Like Fito, cuando te cansas de sufrir siempre me dejas. El problema es que también me dejas cuando te cansas de quererme.
En esta vida, el dolor y el amor están tan entremezclados que si quitas uno eliminas el otro, porque la única forma de borrar todo rastro de dolor es destruyendo al hombre: sólo los muertos no sufren o no aman. La muerte deshace el lío, el nudo, la mezcla. La muerte lo rompe todo, aunque no consiga eliminar nada.
Los seres humanos somos seres extraños: solemos perdernos en nuestra casa y ahogarnos en nuestro lavabo, y si por casualidad miramos por la ventana o abrimos la puerta de la casa siempre consideramos lo de fuera más grande que lo de dentro, más bonito y más libre. Los seres humanos somos seres extraños: nos pasamos toda una vida buscando la felicidad y el amor, y jamás miramos dentro: allí donde esas dos realidades siempre han estado esperándonos.
Es difícil abrir un periódico en los días que corren y no pensar que nos hemos vuelto locos, extraños a nosotros mismos. El rencor vive a flor de piel y vivir parece más una desgracia que un regalo. Quizá deberíamos buscar más el encuentro y menos la solución. Las soluciones ya no le interesan a nadie, sólo los encuentros son creíbles.
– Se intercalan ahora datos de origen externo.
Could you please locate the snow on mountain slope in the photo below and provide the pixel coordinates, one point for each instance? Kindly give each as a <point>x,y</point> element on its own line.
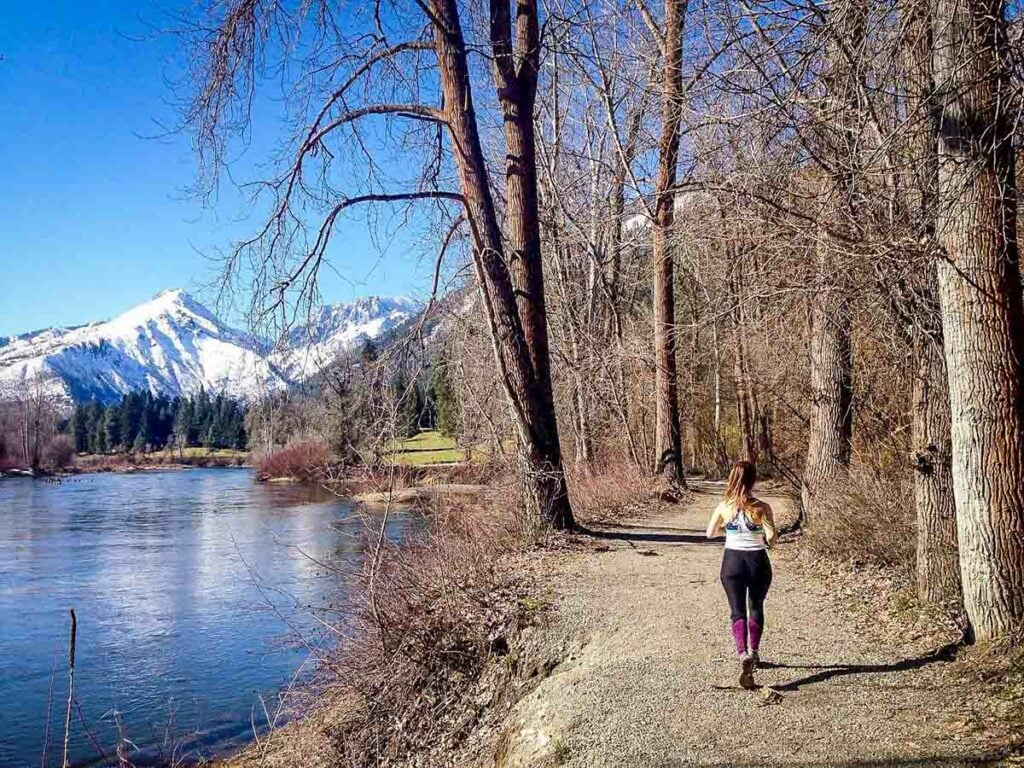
<point>340,327</point>
<point>169,344</point>
<point>175,345</point>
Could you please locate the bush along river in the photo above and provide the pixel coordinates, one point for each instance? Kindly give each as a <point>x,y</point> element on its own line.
<point>192,589</point>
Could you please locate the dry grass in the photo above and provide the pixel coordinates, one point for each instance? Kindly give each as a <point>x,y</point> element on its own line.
<point>426,619</point>
<point>302,460</point>
<point>867,519</point>
<point>609,491</point>
<point>128,462</point>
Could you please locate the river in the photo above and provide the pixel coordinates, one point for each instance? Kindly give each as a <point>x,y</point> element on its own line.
<point>185,585</point>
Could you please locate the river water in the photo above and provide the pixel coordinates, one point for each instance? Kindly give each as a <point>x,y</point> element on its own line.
<point>190,589</point>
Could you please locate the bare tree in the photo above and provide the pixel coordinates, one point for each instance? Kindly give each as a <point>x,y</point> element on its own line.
<point>668,438</point>
<point>377,78</point>
<point>982,315</point>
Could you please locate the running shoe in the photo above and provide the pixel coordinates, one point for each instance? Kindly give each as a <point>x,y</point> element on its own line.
<point>747,665</point>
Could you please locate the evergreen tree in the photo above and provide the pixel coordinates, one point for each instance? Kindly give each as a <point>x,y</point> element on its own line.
<point>112,428</point>
<point>80,429</point>
<point>442,396</point>
<point>94,427</point>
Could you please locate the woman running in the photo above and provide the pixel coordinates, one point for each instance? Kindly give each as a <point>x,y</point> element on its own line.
<point>750,530</point>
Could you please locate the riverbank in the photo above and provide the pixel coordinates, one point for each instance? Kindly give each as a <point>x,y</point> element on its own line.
<point>613,650</point>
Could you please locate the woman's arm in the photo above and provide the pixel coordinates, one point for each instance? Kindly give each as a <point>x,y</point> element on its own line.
<point>771,534</point>
<point>715,523</point>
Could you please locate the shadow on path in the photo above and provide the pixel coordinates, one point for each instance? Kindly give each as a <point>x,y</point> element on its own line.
<point>635,534</point>
<point>925,762</point>
<point>945,653</point>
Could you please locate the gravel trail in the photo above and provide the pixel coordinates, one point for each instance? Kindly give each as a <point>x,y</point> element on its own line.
<point>650,677</point>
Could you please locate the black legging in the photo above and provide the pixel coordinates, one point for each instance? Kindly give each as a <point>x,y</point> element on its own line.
<point>747,576</point>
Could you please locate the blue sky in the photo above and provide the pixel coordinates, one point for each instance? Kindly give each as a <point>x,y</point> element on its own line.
<point>93,215</point>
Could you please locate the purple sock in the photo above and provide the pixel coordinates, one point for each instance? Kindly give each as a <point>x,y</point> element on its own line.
<point>739,635</point>
<point>755,630</point>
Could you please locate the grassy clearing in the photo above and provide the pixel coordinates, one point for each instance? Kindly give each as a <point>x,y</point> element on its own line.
<point>426,449</point>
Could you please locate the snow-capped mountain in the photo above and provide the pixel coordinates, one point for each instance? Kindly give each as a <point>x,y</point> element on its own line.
<point>340,327</point>
<point>175,345</point>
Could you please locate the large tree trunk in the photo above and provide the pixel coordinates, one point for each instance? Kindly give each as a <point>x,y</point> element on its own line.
<point>527,389</point>
<point>832,357</point>
<point>745,411</point>
<point>938,568</point>
<point>982,315</point>
<point>668,439</point>
<point>832,397</point>
<point>937,562</point>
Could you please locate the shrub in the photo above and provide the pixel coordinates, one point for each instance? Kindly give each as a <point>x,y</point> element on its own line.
<point>304,460</point>
<point>607,491</point>
<point>428,615</point>
<point>58,453</point>
<point>867,517</point>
Sin embargo, este Mundo intenta alienarnos, separarnos de lo que somos y vivimos. La sociedad se ha empeñado en arrebatarnos nuestra cordura e institucionalizarnos –como masculla M. Freeman en Cadena Perpetua–, es decir, eliminar todo rastro de rebeldía y fortaleza en nosotros. Por eso, desde estos ritmos queremos dejar en las mentes otros ritmos más antiguos, en donde los rincones susurraban revolución: ¡A las trincheras!
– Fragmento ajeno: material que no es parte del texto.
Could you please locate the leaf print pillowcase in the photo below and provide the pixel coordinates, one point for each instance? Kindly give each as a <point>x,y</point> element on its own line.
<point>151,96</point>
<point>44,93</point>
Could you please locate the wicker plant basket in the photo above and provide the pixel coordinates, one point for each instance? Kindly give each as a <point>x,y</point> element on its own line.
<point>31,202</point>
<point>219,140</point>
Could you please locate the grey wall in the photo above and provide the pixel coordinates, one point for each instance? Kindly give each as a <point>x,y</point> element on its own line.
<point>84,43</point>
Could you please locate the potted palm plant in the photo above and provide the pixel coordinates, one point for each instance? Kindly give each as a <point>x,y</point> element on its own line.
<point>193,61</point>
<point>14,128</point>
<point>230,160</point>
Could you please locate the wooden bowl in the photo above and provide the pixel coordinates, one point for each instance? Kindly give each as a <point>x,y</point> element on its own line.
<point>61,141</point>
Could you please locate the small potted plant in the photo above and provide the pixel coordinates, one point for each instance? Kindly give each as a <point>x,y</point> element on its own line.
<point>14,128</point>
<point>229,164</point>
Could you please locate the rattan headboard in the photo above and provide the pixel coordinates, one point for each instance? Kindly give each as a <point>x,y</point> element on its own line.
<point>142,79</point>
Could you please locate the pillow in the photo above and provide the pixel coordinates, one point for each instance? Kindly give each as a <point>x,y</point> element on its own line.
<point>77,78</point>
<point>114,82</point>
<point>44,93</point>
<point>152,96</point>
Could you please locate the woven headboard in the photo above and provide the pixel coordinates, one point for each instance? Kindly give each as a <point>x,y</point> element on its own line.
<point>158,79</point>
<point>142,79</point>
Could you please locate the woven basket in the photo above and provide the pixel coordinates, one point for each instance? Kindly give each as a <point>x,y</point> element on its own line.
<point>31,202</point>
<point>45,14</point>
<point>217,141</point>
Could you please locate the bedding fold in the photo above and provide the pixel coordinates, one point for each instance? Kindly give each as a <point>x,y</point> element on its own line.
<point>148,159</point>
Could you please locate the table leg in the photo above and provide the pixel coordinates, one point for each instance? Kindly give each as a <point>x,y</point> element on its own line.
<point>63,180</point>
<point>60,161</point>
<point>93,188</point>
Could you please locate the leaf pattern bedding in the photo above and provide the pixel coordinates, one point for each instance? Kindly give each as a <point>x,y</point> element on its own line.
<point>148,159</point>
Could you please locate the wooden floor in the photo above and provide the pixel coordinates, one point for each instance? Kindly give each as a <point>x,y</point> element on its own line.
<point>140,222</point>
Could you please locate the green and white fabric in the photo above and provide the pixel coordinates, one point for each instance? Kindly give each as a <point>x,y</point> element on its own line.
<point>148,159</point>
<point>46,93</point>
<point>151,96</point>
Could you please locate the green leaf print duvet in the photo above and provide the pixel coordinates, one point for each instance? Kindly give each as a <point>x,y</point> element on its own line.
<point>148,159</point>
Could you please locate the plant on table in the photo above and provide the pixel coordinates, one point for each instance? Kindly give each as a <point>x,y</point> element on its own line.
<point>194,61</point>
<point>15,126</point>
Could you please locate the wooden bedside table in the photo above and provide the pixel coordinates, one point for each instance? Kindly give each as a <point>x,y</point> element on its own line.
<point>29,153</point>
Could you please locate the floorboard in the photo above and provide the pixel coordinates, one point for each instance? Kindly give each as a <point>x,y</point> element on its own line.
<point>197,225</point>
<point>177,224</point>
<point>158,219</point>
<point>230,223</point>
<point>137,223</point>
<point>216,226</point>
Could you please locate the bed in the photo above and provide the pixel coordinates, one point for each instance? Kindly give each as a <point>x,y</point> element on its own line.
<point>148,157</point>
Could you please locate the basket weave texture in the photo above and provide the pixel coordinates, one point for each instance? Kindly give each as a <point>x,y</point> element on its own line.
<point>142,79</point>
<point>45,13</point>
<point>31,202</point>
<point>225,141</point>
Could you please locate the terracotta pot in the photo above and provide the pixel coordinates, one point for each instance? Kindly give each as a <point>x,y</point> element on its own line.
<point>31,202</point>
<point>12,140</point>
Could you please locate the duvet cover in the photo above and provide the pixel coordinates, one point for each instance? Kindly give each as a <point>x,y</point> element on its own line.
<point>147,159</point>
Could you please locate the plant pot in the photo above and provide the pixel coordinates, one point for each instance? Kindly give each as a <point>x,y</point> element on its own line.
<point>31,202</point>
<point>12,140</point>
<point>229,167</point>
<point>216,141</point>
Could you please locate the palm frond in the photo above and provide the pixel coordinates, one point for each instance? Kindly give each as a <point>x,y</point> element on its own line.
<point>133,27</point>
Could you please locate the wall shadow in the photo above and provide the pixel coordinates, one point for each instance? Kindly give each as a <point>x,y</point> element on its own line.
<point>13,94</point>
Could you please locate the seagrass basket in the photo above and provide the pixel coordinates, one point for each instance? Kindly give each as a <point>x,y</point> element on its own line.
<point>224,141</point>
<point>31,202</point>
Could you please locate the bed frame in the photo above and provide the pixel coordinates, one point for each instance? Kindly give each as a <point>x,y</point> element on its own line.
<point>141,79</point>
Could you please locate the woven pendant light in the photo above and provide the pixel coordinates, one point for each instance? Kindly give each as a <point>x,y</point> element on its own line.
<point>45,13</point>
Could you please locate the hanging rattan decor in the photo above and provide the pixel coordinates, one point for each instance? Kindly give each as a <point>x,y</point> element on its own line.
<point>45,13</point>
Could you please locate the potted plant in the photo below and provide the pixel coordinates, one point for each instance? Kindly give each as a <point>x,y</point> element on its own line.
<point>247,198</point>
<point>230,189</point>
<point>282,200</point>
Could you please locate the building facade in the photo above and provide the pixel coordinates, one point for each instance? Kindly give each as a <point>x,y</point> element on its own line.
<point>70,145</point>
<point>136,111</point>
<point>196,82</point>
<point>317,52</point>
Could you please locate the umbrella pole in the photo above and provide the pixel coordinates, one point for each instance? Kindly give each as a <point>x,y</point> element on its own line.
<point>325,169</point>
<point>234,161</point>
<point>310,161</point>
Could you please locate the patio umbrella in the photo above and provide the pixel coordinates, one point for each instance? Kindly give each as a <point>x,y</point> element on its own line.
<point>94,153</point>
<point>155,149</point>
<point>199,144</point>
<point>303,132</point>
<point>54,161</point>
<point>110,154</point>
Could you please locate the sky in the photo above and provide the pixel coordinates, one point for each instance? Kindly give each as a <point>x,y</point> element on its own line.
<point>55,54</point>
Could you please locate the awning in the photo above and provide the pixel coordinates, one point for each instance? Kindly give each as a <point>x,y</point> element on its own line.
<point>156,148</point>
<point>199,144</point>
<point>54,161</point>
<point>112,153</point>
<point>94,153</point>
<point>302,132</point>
Recuerdos de aquella sala grande y limpia de una casa situada lejos del centro del pueblo, y de la ventana por la que veíamos, siempre a las seis de la tarde, la retirada del astro entre malvas inquietantes, mientras, en el interior y entre humos, hervía el agua empapándose de café molido. Recuerdos de tantas parejas escapándose lentamente entre las hojas que iban cayendo –al ritmo de las horas– de los árboles y que, poco a poco, doraban estepas. Parejas…, y la cabeza de ella descansaba sobre el hombro de él mientras susurraba el viento secretos entre sus cabellos. Recuerdos de risas y gritos –de niños– que traían vida a las casas al recorrer las callejas. Recuerdos de azules rosados, de canciones en la fuente alta, de silenciosas miradas que acariciaban los labios en un remontar el vuelo los gorriones. Recuerdos de las largas búsquedas de piñas y de leña –hacha al hombro–, del intenso olor del tomillo, de las pegajosas jaras, de los cálidos pinos, de las conversaciones y los ratos de lectura en el cobijo de la chimenea.
Recuerdos de la llama del tiempo quemando recuerdos…, dibujando silencios y una lejana… nostalgia.
Hemos de pedir paciencia: paciencia para aceptar nuestros ritmos, paciencia para saber caminar, día a día, unos al lado de los otros, sin hacer de nuestro caminar angustia, sino veredas de vida y silencios de eternidad.